# still huffs and puff...



## rachelbrown (May 31, 2009)

I have had my little Roxie for nearly a year now, and she has been moderatly social. She doesnt bite (expect for a nip once, she thought my finger was connected to her mealworm) but everytime i uncover her, she rolls in a ball, puffs and hisses for until i put her on the floor or lap. She doesn't ever really fall asleep on me, just stares at me until i cover her head. Oh! and i cannot put ANYTHING remotely close to her face! If i do she covers her face with her quills and hisses/puffs. She seems unwilling to eat treats except for mealworms. I do my best to hold her whenever i can, but she still seems quite uncomfortable around me...i have a shirt in her cage, is there anything else i should do?


----------



## Stephanie76 (Nov 2, 2009)

To be quite honest, this might just be your hogs personality. Nothing about this sounds unusual to me, even after a year. Some hogs get better with age, and some might just choose to stay the same.



> Oh! and i cannot put ANYTHING remotely close to her face! If i do she covers her face with her quills and hisses/puffs.


This seems to be an instinct and I wouldn't take it personally. None of my herd want anything put in their (even remotely) faces. I just try to move slow and quietly around the hogs in order to not stress them too much during interactions. Again, this might help, but it you might just have a shy hedgie. 



> She seems unwilling to eat treats except for mealworms.


Some hedgies don't like any treats period!!! Mealworms are great treats and it is good thing Roxie likes them!

I really wouldn't take any of this personal. Some hogs are just not "cuddlers" and don't really care for us humans. Even then, I still would suggest quiet sitting times with your hedgehog on your lap (it sounds like covering her would be preferred) maybe while reading, watching tv.. etc etc.


----------



## rachelbrown (May 31, 2009)

thank you so much! i was feeling like i was doing something wrong! Im just glad all this behavior is normal and i am not a bad hedgie momma


----------



## Stephanie76 (Nov 2, 2009)

You are definitely not a bad hedgie-momma!  These guys can just be a little moody. Over time, you might (if you haven't already) learn to giggle at their tiffs and fits. 

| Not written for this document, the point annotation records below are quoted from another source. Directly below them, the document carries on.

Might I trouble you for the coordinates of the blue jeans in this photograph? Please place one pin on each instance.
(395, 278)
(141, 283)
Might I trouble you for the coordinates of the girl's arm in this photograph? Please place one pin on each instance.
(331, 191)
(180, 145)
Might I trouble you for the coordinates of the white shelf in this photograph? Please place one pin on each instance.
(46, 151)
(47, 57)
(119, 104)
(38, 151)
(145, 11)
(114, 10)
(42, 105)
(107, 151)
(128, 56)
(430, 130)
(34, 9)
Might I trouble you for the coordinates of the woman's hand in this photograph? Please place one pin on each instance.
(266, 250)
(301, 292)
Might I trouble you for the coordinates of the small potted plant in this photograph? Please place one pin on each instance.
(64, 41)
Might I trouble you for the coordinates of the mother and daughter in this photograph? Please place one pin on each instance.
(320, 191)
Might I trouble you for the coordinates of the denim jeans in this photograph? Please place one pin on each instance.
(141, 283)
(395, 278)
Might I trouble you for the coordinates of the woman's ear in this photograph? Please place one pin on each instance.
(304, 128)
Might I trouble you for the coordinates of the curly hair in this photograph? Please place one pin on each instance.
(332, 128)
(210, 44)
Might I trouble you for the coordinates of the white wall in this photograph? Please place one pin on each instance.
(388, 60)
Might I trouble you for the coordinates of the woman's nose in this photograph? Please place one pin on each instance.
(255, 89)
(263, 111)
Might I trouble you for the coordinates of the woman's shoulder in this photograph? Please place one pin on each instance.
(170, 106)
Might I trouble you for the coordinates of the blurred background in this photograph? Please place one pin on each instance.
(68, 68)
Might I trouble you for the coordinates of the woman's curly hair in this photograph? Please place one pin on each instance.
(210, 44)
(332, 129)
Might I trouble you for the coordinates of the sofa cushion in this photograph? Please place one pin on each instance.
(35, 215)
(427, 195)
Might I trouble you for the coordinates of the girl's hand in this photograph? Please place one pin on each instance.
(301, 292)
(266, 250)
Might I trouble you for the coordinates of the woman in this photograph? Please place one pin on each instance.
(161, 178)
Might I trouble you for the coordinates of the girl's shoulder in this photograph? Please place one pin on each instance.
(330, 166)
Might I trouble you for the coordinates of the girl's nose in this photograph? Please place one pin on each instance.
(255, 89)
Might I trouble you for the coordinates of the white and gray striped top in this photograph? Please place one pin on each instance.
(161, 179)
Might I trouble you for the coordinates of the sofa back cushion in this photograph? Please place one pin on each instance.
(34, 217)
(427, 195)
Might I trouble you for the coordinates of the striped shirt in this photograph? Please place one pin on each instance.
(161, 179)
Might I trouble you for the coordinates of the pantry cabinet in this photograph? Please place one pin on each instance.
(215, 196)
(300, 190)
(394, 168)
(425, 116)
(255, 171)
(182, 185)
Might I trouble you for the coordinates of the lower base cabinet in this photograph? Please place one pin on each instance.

Good luck to you and your little Roxie.


----------



## KritterKeeper (Feb 26, 2010)

one of my 3 hogs is like that. i havent had her very long though.

seems they all have different personalities.


----------



## rachelbrown (May 31, 2009)

good news! The other day, i noticed that her skin looked pretty dry. I decided to give her an oatmeal bath to try to sooth it. She was upset during the ordeal, but since then she hasn't puffed when i pick her up! i'm wondering if she was just feeling uncomfortable.


----------



## krbshappy71 (Jul 17, 2009)

They also have moods. Some prefer different times of the day/evening over other times. You could try waking her up later or earlier in the evening than you usually do to see if that helps her mood any. 

Whyte still hates me. Now he's quilling so I'll blame that for my ego. However, he is actually quite nice to me during and after a bath, its really cool! Totally cuddles, quills are down, its amazing! I think I'll dunk him every day. KIDDING!!! I wouldn't do that just for my own ego. It was just a pleasant surprise to have him be nice to me. I was his savior that rescued him from the evil water. 

Hang in there, yours sounds friendlier than what some of us have to deal with.


----------